Special Features on the MVD Rewind Collection Blu-ray features both High Definition (1080p) and Standard Definition presentations of the main feature, with English 5.1 Stereo, English 2.0 Stereo, and German 2.0 Stereo audio options. There are also English, French and Spanish Subtitles.

The main appeal is a brand new “The Making of Double Dragon” 70-minute documentary, featuring interviews with stars Scott Wolf and Marc Dacascos, writers Peter Gould and Michael Davis, and producer Don Murphy. This feature-length piece is nicely paced and quite hilarious, boasting unusually candid commentary by the filmmakers, who are clearly fond of the memories and the potential that the film offered, but realize its many failures – virtually all of which are mentioned with intermittent sugar-coating.

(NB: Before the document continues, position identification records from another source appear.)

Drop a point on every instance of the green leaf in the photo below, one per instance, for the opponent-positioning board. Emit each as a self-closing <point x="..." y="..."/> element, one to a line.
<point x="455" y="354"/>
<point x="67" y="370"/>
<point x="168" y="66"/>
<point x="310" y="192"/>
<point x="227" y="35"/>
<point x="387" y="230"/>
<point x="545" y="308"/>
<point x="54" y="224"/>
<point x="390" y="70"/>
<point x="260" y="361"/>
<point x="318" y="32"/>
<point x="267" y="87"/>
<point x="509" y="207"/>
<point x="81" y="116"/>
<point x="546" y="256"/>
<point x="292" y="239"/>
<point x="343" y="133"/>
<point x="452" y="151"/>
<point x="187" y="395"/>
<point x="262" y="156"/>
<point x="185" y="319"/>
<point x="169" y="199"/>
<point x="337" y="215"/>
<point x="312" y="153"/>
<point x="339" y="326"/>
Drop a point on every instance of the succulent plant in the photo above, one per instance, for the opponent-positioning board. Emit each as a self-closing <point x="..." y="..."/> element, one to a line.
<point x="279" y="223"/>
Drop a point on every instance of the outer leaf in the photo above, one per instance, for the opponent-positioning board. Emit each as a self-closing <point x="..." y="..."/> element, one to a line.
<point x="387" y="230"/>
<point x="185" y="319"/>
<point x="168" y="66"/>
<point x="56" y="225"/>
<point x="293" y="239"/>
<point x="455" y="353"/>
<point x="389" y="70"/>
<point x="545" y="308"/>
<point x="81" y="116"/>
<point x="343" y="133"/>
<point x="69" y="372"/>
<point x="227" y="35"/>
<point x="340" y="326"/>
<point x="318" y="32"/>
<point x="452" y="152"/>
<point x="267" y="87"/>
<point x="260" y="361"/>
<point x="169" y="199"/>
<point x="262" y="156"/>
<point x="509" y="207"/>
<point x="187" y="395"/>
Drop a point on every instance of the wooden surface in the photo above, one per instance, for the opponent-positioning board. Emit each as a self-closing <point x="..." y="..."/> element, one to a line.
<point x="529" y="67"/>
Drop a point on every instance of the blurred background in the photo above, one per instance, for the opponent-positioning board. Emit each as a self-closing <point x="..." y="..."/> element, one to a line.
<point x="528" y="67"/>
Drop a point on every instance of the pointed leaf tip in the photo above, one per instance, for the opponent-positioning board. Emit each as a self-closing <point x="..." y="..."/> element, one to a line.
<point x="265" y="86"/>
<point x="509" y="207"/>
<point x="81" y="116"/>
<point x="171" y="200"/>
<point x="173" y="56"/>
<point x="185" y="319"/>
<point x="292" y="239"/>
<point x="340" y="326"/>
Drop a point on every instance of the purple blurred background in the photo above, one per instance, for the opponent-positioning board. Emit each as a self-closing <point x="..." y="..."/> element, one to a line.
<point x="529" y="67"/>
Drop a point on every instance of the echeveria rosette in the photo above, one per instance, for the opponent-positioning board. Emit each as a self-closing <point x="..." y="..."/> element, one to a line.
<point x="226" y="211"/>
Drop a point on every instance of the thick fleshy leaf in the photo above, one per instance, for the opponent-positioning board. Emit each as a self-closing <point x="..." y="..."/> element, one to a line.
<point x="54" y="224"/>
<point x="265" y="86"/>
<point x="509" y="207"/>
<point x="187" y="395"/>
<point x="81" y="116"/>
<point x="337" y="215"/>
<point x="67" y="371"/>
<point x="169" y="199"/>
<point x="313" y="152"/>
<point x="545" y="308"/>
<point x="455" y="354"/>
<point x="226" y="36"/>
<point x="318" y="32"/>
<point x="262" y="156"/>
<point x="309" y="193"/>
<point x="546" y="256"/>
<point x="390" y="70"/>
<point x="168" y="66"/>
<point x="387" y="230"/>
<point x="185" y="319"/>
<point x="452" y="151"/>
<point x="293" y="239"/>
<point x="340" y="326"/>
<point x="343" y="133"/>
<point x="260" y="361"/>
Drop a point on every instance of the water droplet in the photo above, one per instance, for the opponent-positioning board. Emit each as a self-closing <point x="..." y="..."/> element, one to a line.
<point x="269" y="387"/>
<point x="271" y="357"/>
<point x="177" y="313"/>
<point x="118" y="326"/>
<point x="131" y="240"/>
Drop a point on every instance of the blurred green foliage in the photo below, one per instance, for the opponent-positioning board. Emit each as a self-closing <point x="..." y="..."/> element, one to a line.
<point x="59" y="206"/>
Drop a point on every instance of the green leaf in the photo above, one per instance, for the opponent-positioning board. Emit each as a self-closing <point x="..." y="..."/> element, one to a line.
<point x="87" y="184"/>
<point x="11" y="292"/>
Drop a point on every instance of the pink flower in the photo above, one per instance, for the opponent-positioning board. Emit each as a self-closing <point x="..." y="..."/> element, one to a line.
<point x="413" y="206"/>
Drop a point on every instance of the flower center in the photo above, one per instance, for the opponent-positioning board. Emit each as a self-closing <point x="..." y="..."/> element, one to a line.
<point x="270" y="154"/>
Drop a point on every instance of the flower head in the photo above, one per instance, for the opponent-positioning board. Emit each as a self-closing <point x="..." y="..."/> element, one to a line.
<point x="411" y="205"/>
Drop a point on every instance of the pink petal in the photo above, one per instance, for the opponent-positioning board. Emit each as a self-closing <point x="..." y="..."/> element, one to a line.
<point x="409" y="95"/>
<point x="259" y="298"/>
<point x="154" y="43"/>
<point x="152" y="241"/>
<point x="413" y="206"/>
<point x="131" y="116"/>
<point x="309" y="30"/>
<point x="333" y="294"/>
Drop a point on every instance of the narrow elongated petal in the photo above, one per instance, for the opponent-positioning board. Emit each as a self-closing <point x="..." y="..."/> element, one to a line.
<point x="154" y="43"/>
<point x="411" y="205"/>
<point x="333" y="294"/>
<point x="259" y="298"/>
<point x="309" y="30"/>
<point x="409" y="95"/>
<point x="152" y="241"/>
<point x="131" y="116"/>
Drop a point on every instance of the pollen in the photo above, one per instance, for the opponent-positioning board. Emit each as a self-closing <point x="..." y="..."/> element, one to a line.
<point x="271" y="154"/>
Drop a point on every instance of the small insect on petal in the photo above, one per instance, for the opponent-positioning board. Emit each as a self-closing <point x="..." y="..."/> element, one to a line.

There’s also a new “Don Murphy: Portrait of a Producer” featurette; archival behind-the-scenes mini-docs; the pilot episode for 1993’s Double Dragon Animated Series, entitled “The Shadow Falls”; a storyboard gallery, press photos, and marketing and other behind-the-scenes photo galleries; original TV Spots; a VHS Home Video Trailer; the original theatrical trailer, and a collectible mini-poster. First printings also come with a slipcover and a reversible sleeve with alternate artwork.